Tucker, B. 2006. A future discounting explanation for the persistence of a mixed foraging-horticulture strategy among the Mikea of Madagascar. In Behavioral Ecology and the Transition to Agriculture, edited by D. J. Kennett and B. Winterhalder. Berkeley: University of California Press.
Pp. 22-40.

Tucker, B. and L. Rende Taylor 2007. The human behavioral ecology of contemporary world issues: Applications to Public Policy and International Development. Human Nature 18(3): 181-189.

Winterhalder, B., and F. Lu. 1997. A forager-resource population ecology model and implications for indigenous conservation. Conservation Biology 11(6): 1354-1364.

The Requirements for an Ecological Anthropology Curriculum

A question was posted today on the ecological anthropology listserv: What are the basic requirements for an ecological anthropology graduate program? I don't claim to be qualified to say what these are for the field as a whole, but I am qualified to say what we have decided on in setting up our new ecological and environmental anthropology Ph.D. program at Stanford. Here I include an edited version of the reply I sent to the thread.

At the risk of essentializing, there are, broadly speaking, two general classes of ecological anthropologists: (1) those who use human relationships with the environment as a lens through which to study problems in cultural anthropology (e.g., agency, social structure, the construction of meaning, etc.), and (2) ecologists who study humans as their primary organism. The majority of practitioners currently falling under the latter category are probably human behavioral ecologists, though I can think of some notable exceptions to this.

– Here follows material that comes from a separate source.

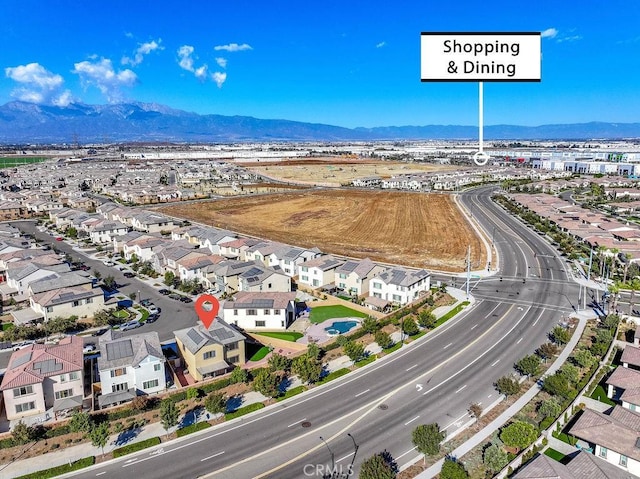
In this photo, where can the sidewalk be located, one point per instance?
(497, 423)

This is the approach our program emphasizes.

In addition to departmental requirements, EE students are required to take the following:

  • Evolutionary Theory
  • Research Methods in Ecological Anthropology
  • Data Analysis in the Anthropological Sciences

All students need to know how to integrate theory, method, and application, but the specific nature of the courses in which they learn that doesn't matter that much. Therefore, we require three courses from a list of theory-driven graduate classes, including (but not limited to):

  • Advanced Ecological Anthropology
  • Human Behavioral Ecology
  • Conservation and Evolutionary Ecology
  • Demography and Life History Theory
  • Environmental Change and Emerging Infectious Disease

Required classes deal with what you know, but equally important is how you know. We expect our students to engage in research from the outset of their graduate studies. Students attend weekly lab meetings. These can be within the Anthropology department (e.g., Rebecca Bird and I run a joint meeting or we have a joint spatial interest meeting this quarter) or in other departments (e.g., Biology, Woods Institute).  Students also attend a colloquium (comprised of visiting speakers) one quarter out of the year.

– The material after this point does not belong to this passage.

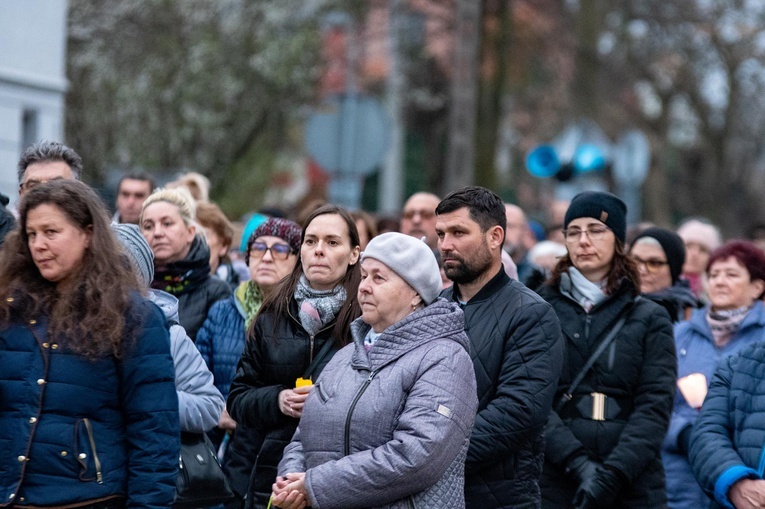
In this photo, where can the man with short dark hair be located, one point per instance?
(419, 217)
(132, 191)
(516, 348)
(47, 160)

We're big on methods, but we don't legislate what methods students learn (other than research design and statistics).  Most students are interested in remote sensing and GIS, but we also have students working on social network analysis, demographic methods,  and advanced statistical methodology.

So, that's our idea for a graduate program.  We will have  a proper web page describing the program in detail some time in the future.